AI4S2S / s2spy

A high-level python package integrating expert knowledge and artificial intelligence to boost (sub) seasonal forecasting
https://ai4s2s.readthedocs.io/
Apache License 2.0
20 stars 7 forks source link

correlating across both intra-seasonal and inter-seasonal variability ('subseasonal mode') #151

Closed semvijverberg closed 1 year ago

semvijverberg commented 1 year ago

The current implementation is forcing the RGDR().fit method to correlate across the anchor_year dimension (1 datapoint per year). I would like to flatten the anchor_year and i_interval year in order to correlate once using all datapoints (instead of looping over each target).

To solve this issue, I propose to add the 'corr_dim' argument to RGDR().fit. Such that people can also use it more flexibly (even without creating a calendar).

This is what I want to do: ''' target = target_resampled['t2m'].sel(i_interval=(slice(1,6))).stack(time=['anchor_year', 'i_interval']) field = field_resampled.sel(i_interval=slice(-1, 5)).stack(time=['anchor_year', 'i_interval'])

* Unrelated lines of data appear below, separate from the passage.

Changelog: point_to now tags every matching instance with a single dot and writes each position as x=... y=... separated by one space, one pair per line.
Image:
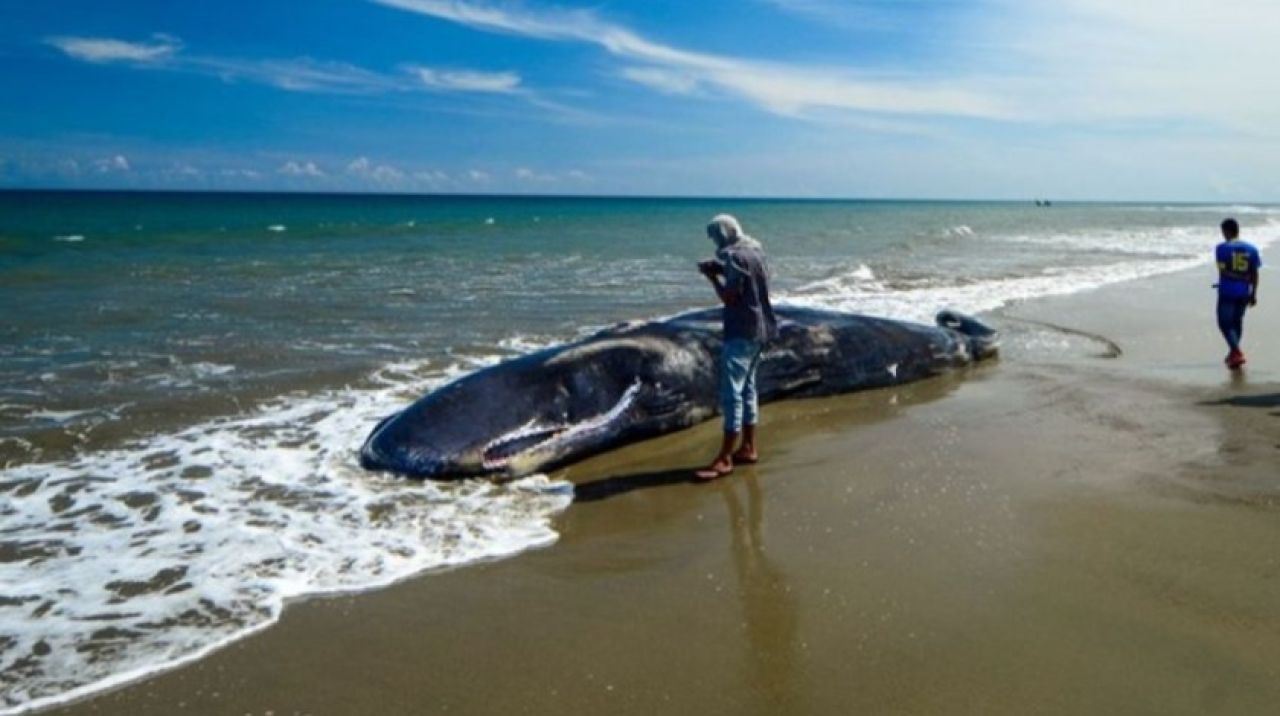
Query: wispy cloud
x=296 y=74
x=103 y=50
x=776 y=87
x=467 y=81
x=112 y=164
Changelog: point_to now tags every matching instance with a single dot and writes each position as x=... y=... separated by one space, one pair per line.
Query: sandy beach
x=1064 y=530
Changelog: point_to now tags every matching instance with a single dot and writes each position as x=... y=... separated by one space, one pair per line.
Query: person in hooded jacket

RGDR().fit(field, target, corr_dim='time') '''

Any other comments suggestions? I know this is already supported by https://github.com/AI4S2S/s2spy/blob/825d359e9bc02313a97c222f72699993b611a3fb/s2spy/rgdr/rgdr.py#L274-L276 so should be a very minor change.

BSchilperoort commented 1 year ago

Hi Sem, I tried out code similar to your example, and I was indeed able to get the right correlation out using rgdr.correlation

Modified from rgdr_tutorial.ipynb:

target_data = target_resampled.sel(cluster=3).ts.sel(i_interval=(slice(1,6))).stack(anch_int=['anchor_year', 'i_interval'])
field_data = field_resampled.sst.sel(i_interval=slice(-1, 5)).stack(anch_int=['anchor_year', 'i_interval'])

field_data["anch_int"] = range(field_data["anch_int"].size)
target_data["anch_int"] = range(target_data["anch_int"].size)

corr, p_val = correlation(field_data, target_data, corr_dim="anch_int")

However, it is essential that:

Perhaps it could be better to modify RGDR, rather than the .fit method. As .fit should not really take any input other than data. We then can put the interval handling and dim stacking inside RGDR. How about the following syntax:

rgdr = RGDR(
    target_intervals=[1, 2, 3],  #int or list
    lag=2  # cross correlation lag. Would make precursor_intervals=[-2, -1, 1]
)
semvijverberg commented 1 year ago

Yes definitely agree with all suggestions! Would love that feature!